Vale SA (VALE3), the world’s largest iron- ore supplier and Xstrata Plc (XTA), the No. 1 thermal coal exporter, head two of six groups shortlisted to develop part of Mongolia’s biggest coal asset as the nation seeks to become a resource hub.
ArcelorMittal (MT), Peabody Energy Corp. (BTU), a venture between Mitsui & Co. and Chinese coal producer Shenhua Group, and a Russo-Japanese-South Korean group led by OAO Russian Railways round out the shortlist, Baasangombo Enebish, head of the state- run Erdenes MGL LLC, which owns the asset, said March 5. It may take about four months to pick one to three winners for the Tavan Tolgoi field, he said.

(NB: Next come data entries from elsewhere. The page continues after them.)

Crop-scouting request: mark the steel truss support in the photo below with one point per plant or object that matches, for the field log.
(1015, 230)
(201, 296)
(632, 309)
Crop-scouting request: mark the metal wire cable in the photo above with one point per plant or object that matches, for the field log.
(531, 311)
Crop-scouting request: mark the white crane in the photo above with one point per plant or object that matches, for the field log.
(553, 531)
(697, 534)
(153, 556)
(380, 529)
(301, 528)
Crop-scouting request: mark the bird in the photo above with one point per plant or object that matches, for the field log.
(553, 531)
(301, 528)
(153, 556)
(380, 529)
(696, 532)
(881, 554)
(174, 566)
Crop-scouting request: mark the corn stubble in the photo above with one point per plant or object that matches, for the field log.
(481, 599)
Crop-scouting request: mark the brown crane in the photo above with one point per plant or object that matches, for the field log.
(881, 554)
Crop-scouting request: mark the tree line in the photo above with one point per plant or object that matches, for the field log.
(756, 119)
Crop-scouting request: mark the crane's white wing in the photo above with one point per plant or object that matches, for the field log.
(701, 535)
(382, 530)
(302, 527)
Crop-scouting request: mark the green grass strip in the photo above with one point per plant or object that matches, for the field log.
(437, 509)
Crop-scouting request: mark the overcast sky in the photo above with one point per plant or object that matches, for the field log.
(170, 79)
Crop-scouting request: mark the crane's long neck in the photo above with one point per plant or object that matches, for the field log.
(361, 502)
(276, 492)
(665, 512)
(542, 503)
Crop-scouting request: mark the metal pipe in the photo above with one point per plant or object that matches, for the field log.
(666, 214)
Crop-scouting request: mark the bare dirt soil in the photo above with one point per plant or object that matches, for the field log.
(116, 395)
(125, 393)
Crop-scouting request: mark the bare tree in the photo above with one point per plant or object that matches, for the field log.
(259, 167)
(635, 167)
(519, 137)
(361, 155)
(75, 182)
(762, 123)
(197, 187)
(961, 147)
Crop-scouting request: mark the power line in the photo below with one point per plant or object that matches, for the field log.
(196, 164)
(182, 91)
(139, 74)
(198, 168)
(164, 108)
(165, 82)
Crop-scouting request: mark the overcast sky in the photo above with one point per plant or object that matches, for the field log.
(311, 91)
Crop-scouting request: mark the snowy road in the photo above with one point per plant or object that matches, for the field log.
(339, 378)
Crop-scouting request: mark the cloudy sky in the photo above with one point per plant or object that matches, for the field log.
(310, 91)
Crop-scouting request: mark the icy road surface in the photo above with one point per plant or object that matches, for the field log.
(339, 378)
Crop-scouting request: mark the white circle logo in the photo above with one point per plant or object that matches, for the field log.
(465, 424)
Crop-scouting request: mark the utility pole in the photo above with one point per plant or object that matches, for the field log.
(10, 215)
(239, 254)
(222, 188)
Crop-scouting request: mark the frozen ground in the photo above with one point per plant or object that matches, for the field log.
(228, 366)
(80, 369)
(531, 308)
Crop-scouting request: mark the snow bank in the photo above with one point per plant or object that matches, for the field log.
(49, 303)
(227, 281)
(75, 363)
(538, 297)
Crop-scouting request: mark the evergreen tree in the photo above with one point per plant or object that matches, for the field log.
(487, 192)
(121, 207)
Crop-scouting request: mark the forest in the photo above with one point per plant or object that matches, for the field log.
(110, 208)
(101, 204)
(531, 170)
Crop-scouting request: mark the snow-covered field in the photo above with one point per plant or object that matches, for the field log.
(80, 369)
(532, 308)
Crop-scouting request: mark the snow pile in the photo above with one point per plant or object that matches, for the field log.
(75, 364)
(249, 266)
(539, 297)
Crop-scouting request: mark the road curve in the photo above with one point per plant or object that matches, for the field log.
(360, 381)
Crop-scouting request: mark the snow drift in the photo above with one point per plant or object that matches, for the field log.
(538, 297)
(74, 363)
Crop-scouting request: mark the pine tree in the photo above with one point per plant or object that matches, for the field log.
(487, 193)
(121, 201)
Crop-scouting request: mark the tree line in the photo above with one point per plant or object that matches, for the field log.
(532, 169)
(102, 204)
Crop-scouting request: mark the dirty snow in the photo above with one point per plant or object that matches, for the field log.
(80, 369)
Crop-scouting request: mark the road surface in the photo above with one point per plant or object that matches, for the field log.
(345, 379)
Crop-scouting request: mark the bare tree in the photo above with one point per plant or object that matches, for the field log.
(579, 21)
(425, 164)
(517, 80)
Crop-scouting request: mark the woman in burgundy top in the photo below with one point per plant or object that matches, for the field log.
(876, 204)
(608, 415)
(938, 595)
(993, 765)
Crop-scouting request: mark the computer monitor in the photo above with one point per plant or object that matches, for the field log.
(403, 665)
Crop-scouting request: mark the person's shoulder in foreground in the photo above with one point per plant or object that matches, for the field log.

“We see no reason to delay,” Enebish said in Ulan Bator, Mongolia’s capital in an interview. “Tavan Tolgoi is only the start. Mongolia would like to be one of the main commodity suppliers in Asia.”
Coal output doubled to 25 million metric tons to become Mongolia’s top export last year, encouraging the government to speed up Tavan Tolgoi’s development after years of debate. The mining industry can help fund broader economic growth, which may hit 10 percent this year, Prime Minister Sukhbaatar Batbold said last week. That would exceed China’s targeted 8 percent for 2011.
Mongolia attracted 15 initial bids to develop the field as floods in Australia curb supply. The price of steelmaking coal may rise to a record $340 a metric ton in the next quarter, according to UBS AG’s forecast in a Feb. 21 report.
The Asian nation is “definitely” where Noble Group Ltd., a Hong Kong-based commodity supplier backed by China’s sovereign wealth fund, wants to expand coal operations, Chief Executive Officer Ricardo Leiman said March 1.
Initial Offering
Tavan Tolgoi spans some 68,000 hectares, with coking coal located mainly in the central Tsankhi area, Enebish said. Tsankhi has been split into the western bloc, which will be developed by the winners of the tender, and the eastern side, which will be mined by Erdenes TavanTolgoi, a unit of Erdenes MGL. The unit will make an initial public offering of 29 percent to global investors this year or next, Enebish said.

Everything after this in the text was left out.